Тогда-то я и понял, чем по-настоящему хочу заниматься в жизни – изучать, как человек стареет. Среди моих знакомых больше всего страшились старения молодые люди не старше тридцати лет, хотя в большинстве случаев раньше сорока у них не диагностировали никаких болезней. Эта тема все больше меня увлекала, и «невыполнимая миссия» понять причины старения и смерти натолкнула на мысль (впоследствии она стала фундаментальной для нашей области) о том, сможем ли мы отсрочить или вообще избежать многих распространенных болезней, если вмешаемся в процесс старения. Меня не столько интересовало, почему люди стареют, сколько то, как удержать молодость. Почему для мыши молодость – год, а для человека – сорок лет? Возможно ли оставаться молодым все восемьдесят?
Тогда возник новый вопрос: какую научную область выбрать, чтобы изучать старение? Я выбрал естественно-научный факультет и специализацию в области биохимии. Профессор Нортон, заведующий кафедрой, сказал мне: «Давай-ка проясним ситуацию. Ты – студент джазового отделения, никогда не изучал биологию, но хочешь перевестись на биохимию, чтобы изучать старение? Да ты с ума сошел. Готов спорить, что не продержишься и семестра».
Честно говоря, его слова меня испугали. Мой отец был полицейским, мать – домохозяйкой, оба со средним образованием, и учеба на отделении биохимии в университете и правда показалась мне делом безнадежным.
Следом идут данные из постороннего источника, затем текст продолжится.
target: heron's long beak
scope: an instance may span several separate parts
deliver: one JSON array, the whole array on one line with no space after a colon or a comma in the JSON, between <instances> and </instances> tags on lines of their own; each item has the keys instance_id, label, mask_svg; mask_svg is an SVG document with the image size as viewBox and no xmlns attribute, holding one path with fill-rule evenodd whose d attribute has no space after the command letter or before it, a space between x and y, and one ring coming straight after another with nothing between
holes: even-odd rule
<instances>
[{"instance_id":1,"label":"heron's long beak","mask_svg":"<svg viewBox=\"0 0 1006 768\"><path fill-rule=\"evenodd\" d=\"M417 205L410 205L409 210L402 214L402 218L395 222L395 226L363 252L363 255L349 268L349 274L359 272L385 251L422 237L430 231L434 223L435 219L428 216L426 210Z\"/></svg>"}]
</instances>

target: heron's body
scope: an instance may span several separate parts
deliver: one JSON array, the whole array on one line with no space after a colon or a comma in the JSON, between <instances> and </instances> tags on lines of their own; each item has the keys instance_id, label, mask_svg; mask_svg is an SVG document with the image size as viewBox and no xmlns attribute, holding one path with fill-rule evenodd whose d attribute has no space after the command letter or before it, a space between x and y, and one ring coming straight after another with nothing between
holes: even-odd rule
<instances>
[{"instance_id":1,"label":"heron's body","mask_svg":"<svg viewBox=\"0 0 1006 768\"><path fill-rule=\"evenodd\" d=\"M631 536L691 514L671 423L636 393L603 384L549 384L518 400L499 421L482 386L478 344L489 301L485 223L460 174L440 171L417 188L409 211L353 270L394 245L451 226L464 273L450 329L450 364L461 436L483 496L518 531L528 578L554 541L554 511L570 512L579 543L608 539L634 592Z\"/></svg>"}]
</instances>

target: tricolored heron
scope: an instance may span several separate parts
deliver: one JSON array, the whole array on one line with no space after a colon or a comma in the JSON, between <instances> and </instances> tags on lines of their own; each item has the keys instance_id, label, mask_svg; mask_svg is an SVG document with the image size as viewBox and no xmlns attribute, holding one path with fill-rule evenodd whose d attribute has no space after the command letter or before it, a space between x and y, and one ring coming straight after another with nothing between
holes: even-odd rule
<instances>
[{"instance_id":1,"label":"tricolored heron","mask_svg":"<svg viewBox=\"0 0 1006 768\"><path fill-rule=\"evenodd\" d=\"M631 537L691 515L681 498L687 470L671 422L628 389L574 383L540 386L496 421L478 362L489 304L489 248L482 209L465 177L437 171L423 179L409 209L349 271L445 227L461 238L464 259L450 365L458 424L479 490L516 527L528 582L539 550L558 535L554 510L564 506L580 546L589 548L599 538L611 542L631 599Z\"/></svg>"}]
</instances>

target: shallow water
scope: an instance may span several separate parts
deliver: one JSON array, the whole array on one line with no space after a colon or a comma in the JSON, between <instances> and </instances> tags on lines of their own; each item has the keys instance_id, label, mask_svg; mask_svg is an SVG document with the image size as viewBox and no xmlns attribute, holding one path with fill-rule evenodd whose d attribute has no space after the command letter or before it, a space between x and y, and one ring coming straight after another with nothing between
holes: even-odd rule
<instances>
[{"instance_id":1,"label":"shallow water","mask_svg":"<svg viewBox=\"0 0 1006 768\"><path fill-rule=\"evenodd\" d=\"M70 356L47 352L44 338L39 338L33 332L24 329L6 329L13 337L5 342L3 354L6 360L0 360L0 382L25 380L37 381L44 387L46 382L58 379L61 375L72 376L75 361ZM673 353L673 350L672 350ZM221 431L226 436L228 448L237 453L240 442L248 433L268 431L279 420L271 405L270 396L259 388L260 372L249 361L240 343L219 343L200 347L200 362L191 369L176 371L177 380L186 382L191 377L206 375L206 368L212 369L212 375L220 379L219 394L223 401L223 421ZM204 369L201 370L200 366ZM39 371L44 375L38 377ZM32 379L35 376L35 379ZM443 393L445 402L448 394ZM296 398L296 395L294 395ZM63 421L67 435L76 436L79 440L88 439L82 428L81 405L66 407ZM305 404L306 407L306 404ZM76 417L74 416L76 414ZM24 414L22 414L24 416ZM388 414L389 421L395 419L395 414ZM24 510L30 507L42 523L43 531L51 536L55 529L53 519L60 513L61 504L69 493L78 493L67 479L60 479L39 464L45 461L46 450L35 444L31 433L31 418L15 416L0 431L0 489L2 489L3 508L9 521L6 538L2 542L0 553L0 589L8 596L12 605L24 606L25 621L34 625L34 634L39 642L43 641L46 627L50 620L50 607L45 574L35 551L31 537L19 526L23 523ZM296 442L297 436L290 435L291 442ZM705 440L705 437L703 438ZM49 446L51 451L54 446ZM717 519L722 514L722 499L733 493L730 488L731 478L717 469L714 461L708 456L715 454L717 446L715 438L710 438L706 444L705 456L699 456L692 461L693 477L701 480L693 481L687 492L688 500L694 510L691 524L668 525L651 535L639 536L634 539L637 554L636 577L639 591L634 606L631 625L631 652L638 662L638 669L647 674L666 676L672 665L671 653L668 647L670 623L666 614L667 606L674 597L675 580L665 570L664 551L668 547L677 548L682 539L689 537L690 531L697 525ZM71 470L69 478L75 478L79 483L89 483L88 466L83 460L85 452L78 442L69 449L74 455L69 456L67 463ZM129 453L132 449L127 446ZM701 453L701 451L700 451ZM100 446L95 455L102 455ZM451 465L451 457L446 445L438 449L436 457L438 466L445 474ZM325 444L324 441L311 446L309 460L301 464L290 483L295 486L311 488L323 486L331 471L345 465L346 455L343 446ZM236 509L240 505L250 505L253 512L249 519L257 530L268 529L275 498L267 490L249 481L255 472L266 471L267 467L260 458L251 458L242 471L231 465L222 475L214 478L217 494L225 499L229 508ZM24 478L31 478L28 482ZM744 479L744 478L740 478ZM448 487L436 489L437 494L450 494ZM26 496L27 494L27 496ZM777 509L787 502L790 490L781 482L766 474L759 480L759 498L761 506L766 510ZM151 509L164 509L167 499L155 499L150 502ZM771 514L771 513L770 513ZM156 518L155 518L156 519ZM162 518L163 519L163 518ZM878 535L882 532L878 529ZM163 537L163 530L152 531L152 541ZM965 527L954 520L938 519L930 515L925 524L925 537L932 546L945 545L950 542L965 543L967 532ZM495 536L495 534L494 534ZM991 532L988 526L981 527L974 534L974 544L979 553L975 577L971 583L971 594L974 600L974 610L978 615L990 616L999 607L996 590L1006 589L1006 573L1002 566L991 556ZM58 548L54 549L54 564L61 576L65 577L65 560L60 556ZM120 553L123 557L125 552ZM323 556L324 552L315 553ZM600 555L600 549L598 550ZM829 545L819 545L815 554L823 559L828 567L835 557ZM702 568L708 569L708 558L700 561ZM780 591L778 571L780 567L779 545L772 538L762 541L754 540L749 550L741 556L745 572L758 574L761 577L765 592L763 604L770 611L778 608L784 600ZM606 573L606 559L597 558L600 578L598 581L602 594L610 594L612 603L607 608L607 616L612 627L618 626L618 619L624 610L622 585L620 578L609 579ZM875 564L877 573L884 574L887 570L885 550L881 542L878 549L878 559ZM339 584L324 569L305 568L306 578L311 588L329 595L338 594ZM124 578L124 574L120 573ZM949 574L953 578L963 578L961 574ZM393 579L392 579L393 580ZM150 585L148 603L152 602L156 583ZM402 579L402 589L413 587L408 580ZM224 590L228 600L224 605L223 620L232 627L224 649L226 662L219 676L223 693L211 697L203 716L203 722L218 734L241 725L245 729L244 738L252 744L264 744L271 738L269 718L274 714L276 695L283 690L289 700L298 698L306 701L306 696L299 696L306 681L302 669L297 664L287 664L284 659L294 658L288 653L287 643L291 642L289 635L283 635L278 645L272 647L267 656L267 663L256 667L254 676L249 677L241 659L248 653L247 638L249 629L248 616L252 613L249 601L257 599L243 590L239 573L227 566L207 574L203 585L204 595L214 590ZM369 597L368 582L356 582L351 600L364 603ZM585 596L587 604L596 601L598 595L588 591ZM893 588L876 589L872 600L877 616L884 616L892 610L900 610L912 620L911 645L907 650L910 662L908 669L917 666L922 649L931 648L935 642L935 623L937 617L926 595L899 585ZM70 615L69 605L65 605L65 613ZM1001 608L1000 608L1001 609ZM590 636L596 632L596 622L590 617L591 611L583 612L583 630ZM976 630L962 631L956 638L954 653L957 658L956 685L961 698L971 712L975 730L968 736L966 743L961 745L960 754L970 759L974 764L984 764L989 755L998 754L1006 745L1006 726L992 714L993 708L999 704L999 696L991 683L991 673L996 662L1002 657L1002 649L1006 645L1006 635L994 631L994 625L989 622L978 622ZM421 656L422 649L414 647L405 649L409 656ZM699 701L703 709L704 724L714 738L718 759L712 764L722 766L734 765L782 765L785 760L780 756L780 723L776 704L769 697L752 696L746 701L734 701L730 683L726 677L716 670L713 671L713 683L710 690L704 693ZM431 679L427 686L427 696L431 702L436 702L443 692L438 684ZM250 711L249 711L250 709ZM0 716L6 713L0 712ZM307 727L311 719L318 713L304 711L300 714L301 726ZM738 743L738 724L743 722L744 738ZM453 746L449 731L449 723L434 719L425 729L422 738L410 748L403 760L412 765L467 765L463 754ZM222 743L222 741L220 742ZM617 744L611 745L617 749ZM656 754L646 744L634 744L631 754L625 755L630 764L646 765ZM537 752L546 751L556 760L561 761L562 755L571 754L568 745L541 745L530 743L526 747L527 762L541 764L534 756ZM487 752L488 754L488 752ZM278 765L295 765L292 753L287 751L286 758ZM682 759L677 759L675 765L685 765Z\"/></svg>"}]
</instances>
Я всегда сомневался, смогу ли доучиться до конца, но, думаю, неуверенность в себе мне очень помогла в моей научной работе, ведь я сомневался во всем и всегда. Даже в лаборатории ежедневным «словом дня» у нас было «паранойя». Я учу своих студентов и аспирантов, с одной стороны, «по-американски» верить, что все возможно, но с другой – что нельзя полностью полагаться ни на свои, ни на чужие выводы, ведь ошибкам всегда найдется место, и что любые результаты могут потерять свою значимость, как только в ходе новых экспериментов мы взглянем на наше исследование под другим углом.
Ученые, как и политические лидеры, ассоциируются у нас с людьми, абсолютно уверенными в своей работе. Я же еще с тех пор постоянно убеждался, что уверенность – скорее признак высокомерия, нежели знания, и она свойственна как университетским профессорам, так и врачам. И наоборот – благодаря сомнению и творчеству совершаются по-настоящему великие открытия.
По этой причине, будучи студентом одного из самых престижных музыкальных училищ мира, я настоял на своем и перешел на биохимию. Год спустя я уже помогал проводить исследования в университетской лаборатории и неплохо разбирался в биохимии. Еще чуть позже начал ездить за сто километров в научную лабораторию доктора Грейси в Техасе. Он считался самым авторитетным специалистом в области старения. Там я начал изучать процесс разрушения структуры белка.
Белки похожи на кирпичики, из которых состоит наш организм. И в то же время они представляют собой некий передатчик биологической информации в пределах одной клетки и от одной клетки к другой.
Например, гормон роста – это белок, циркулирующий вместе с потоком крови, и, активируя рецепторы на поверхности клеток, он способствует их росту. Со временем структура этого гормона, как и любого другого белка, меняется и разрушается, и тем самым снижается его работоспособность. В лаборатории доктора Грейси мы как раз изучали, как повернуть процесс разрушения белка вспять.